2.6 Proposed leachate source term values
The data set from the Phase 2 study (Environment Agency, 2004) is generally consistent with the chemical analyses reported from both UK and European incinerator residues. Kappa values were estimated for raw (untreated) and carbonated bottom ash and APC residues, using the comparison of leaching test results at LS1 (column) and LS10 (batch tests). The kappa value is derived from:
Kappa value = ln [LS1] - ln [LS10]/10 - 1
For some parameters where data are missing, kappa values have been estimated. For the acid neutralised APC residue, no column tests were done so the kappa values for carbonated waste have been used.
The maximum concentration, Co, has been estimated from the kappa values and either CLS10 or CLS1. The spread of the data from the three incinerators provides a high end and low end estimate of the maximum value of Co.

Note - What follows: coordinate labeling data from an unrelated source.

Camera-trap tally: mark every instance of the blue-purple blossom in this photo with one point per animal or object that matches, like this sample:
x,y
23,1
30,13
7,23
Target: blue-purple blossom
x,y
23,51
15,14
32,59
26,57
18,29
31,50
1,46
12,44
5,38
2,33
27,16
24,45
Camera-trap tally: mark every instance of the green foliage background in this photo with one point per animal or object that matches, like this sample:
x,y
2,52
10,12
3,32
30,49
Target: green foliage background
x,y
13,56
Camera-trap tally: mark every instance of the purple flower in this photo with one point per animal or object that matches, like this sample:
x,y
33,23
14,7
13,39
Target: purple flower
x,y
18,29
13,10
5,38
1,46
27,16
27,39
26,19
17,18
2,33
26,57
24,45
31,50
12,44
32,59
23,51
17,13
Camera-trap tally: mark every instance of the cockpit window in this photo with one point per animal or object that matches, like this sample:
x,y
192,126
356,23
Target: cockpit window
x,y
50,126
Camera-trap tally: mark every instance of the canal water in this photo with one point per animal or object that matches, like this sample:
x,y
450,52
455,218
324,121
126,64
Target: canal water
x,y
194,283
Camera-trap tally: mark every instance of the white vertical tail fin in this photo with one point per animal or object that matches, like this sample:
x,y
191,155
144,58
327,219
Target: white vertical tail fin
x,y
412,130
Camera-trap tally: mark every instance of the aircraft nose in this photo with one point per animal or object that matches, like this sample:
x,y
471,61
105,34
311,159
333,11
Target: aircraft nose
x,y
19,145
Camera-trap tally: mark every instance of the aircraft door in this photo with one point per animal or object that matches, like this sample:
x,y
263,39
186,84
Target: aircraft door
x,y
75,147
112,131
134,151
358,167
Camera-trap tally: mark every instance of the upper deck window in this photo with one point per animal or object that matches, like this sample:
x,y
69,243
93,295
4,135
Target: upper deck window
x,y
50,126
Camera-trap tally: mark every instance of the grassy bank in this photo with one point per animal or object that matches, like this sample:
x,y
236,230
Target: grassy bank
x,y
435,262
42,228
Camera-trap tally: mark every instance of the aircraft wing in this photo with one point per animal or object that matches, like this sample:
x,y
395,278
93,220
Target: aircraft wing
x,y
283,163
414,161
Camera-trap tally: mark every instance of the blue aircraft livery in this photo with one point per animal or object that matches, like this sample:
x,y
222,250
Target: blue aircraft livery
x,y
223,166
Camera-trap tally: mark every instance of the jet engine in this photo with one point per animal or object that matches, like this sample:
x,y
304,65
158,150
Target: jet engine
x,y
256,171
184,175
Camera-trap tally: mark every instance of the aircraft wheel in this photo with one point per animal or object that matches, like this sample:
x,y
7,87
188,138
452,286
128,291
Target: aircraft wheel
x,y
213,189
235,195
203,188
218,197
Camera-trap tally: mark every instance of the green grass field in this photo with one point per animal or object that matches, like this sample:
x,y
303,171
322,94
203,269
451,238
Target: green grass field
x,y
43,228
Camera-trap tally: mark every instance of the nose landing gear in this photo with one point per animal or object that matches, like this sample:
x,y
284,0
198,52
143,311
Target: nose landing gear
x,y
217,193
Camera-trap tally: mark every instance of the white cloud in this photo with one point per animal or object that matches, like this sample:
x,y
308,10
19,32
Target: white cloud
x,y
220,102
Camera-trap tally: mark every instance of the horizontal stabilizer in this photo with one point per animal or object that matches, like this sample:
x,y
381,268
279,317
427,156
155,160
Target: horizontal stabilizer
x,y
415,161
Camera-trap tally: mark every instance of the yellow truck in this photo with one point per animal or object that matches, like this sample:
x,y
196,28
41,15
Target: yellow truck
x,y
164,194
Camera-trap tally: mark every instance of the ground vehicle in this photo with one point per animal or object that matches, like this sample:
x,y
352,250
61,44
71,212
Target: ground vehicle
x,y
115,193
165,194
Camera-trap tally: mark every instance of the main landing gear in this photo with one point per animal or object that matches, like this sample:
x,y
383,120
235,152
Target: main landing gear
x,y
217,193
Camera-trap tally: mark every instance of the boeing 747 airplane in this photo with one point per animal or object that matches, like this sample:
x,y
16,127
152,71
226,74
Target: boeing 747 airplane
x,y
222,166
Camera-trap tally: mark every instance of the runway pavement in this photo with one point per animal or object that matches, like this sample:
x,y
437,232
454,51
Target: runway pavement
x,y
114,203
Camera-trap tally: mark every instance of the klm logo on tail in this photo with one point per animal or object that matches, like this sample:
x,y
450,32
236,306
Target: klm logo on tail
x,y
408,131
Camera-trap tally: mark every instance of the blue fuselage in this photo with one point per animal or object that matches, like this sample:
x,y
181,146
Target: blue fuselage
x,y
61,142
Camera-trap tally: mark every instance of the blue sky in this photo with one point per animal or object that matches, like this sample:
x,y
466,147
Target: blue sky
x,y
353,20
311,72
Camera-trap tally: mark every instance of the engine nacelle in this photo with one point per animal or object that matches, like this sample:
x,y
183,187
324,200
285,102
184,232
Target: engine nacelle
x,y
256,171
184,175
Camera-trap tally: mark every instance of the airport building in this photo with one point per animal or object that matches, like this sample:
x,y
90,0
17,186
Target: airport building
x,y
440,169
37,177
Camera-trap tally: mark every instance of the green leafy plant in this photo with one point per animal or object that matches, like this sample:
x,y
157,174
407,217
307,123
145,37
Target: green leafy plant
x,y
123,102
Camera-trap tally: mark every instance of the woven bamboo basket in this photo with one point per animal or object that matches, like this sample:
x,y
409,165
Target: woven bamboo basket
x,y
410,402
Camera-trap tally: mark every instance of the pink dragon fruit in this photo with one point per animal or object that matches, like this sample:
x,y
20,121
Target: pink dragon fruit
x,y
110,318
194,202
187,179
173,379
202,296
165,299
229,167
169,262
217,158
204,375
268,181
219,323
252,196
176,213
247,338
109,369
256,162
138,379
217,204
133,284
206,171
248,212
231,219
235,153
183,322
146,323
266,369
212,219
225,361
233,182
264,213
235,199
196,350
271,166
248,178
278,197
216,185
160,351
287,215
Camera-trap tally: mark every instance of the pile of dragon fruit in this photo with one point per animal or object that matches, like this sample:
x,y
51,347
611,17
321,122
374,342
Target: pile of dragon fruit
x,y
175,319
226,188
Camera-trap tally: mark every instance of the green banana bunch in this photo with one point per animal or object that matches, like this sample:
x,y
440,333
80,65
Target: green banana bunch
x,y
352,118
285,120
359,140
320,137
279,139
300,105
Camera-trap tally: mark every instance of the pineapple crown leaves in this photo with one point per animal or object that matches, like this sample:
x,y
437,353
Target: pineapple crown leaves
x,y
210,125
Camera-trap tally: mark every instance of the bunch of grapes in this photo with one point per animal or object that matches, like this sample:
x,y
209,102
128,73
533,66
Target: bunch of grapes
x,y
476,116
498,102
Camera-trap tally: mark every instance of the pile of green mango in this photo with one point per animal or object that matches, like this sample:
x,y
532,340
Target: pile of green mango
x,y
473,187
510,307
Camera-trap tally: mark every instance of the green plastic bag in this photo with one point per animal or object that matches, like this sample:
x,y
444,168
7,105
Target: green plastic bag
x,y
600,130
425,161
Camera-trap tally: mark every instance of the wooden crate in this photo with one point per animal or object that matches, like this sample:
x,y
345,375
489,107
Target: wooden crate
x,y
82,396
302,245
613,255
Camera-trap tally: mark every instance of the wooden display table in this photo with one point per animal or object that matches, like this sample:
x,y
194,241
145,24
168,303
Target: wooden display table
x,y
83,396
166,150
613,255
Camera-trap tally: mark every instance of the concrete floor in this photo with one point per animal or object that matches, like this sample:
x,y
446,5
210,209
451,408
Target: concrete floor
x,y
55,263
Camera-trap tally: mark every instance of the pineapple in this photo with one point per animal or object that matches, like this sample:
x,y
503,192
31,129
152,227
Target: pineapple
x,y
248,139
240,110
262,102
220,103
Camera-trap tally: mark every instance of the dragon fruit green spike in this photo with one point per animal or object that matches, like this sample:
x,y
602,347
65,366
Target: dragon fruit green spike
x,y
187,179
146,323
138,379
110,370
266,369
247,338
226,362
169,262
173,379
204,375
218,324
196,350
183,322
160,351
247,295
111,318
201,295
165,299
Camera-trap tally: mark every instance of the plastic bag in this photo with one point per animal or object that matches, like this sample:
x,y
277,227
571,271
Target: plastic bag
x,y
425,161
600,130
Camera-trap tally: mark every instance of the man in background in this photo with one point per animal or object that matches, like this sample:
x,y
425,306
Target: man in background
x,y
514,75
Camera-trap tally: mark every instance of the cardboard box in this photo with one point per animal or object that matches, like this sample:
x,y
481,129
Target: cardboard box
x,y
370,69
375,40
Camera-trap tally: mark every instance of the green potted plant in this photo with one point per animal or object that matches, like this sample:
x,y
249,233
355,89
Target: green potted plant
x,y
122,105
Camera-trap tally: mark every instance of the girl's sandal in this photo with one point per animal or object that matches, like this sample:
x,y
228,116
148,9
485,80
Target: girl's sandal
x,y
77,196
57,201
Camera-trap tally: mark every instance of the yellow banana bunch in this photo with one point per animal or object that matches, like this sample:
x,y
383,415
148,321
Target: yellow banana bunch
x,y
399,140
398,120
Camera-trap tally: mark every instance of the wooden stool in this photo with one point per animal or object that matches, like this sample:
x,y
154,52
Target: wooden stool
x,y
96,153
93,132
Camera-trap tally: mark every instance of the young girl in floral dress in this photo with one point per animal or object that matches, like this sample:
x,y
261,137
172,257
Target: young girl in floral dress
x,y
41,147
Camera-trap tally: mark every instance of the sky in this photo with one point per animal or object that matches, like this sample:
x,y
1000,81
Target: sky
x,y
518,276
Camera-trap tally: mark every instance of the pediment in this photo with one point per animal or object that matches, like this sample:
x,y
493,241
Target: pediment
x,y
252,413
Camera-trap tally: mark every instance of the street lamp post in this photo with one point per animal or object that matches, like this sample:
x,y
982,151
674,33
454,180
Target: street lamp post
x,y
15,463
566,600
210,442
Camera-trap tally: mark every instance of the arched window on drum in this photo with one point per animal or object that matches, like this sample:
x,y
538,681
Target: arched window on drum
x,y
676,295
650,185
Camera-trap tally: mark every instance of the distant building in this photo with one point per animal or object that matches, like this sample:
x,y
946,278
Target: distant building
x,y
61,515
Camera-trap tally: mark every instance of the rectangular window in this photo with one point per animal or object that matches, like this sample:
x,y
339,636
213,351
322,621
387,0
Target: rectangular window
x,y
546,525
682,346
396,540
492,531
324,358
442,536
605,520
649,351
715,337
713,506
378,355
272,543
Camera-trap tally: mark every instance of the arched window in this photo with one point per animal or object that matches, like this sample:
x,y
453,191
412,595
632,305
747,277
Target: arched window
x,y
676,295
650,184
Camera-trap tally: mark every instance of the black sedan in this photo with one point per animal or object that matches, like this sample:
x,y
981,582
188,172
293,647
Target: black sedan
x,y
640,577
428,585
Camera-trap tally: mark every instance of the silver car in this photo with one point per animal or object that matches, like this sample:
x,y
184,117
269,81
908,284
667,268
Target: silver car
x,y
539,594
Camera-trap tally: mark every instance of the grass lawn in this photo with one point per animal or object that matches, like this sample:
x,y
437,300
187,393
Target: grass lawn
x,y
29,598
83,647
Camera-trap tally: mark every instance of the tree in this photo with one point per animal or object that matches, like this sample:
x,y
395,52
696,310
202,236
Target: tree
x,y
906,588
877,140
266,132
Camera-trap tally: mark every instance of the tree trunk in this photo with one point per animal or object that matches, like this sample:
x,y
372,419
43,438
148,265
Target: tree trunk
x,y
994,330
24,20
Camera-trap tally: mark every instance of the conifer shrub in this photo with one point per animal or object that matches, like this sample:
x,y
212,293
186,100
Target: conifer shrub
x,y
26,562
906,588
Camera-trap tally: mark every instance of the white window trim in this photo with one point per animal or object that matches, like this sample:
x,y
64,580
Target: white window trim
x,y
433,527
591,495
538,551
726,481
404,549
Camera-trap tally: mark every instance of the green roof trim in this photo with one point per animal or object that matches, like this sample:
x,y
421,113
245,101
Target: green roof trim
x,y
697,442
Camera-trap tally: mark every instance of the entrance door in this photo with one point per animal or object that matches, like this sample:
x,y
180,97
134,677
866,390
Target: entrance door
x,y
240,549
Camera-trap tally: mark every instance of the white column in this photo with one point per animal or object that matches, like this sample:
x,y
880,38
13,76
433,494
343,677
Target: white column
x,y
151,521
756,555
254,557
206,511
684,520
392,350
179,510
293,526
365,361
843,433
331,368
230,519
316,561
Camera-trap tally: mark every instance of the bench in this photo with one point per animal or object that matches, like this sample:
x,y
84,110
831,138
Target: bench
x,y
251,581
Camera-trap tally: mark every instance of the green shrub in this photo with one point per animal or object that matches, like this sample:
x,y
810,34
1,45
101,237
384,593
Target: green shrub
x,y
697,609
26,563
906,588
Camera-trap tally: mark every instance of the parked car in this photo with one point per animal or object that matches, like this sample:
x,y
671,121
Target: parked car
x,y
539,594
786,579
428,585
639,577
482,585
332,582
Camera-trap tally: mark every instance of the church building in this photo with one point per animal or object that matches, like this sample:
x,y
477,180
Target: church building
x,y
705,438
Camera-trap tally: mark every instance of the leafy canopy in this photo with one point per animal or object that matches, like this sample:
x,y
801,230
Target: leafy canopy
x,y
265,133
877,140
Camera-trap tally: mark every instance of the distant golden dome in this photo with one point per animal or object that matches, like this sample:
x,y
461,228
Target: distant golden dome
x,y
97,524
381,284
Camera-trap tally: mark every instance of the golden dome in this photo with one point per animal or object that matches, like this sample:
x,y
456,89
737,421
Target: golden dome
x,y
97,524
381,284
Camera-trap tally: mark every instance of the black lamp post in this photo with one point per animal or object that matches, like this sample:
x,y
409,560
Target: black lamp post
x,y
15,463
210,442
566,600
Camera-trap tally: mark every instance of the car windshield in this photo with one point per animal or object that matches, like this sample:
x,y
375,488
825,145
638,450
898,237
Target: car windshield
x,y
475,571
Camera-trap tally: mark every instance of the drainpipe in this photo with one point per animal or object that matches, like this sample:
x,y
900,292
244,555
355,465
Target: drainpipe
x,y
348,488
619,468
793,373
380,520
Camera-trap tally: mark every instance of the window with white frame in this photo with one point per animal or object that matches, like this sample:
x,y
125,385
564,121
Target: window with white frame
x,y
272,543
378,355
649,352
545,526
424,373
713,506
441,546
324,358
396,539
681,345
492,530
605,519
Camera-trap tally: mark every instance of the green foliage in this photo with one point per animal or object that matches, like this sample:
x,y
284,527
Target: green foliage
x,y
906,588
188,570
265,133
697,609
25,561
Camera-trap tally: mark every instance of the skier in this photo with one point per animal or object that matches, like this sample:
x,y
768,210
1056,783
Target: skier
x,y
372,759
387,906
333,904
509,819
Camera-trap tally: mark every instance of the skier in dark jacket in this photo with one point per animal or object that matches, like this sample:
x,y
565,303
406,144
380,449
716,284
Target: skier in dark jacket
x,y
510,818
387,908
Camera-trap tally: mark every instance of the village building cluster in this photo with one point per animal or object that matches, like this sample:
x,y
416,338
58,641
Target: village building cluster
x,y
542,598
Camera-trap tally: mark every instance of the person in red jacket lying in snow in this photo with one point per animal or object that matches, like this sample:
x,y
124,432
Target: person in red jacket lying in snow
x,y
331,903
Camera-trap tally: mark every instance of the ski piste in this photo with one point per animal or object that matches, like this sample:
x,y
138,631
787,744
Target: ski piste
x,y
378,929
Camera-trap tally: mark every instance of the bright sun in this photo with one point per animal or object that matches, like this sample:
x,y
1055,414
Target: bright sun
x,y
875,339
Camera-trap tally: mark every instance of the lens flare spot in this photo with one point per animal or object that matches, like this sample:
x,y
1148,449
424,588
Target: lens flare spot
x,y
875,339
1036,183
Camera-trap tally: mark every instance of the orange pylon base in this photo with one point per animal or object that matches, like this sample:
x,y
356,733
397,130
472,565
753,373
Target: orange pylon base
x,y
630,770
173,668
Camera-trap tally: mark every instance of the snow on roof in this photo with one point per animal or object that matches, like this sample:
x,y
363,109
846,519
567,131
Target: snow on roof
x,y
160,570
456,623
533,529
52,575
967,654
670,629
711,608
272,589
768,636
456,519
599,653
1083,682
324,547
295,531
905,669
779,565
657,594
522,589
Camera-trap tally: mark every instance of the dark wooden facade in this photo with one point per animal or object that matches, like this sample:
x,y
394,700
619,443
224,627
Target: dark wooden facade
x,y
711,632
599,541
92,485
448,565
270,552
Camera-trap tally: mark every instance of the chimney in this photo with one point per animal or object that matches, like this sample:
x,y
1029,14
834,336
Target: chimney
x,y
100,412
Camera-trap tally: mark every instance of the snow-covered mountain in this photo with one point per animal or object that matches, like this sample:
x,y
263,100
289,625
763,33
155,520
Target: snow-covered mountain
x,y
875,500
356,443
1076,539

The high end estimate is taken as the maximum point of the PDF for each parameter. The low end estimate has been divided by the hydraulic factor of 5, to give the minimum point of the PDF. The most likely value still has to be evaluated, by reference to the shape of the PDF in the existing LandSim model.
For most APC residue parameters, the average Co values were very similar to the maximum values obtained from lumped Site E data (see Section 2.5.1). This provides some justification for the use of the kappa values derived from the experimental results. The proposed source term data for raw bottom ash and APC residues are summarised below and full details are provided in Environment Agency (2004).
2.6.1 Bottom ash (untreated)
The proposed source term data presented in Table 2.6 below is derived from a limited number of laboratory tests using L/S10 batch leach tests and a recirculating upflow column test at L/S1. This information should be used to inform professional judgement when carrying out a groundwater risk assessment for a particular landfill site.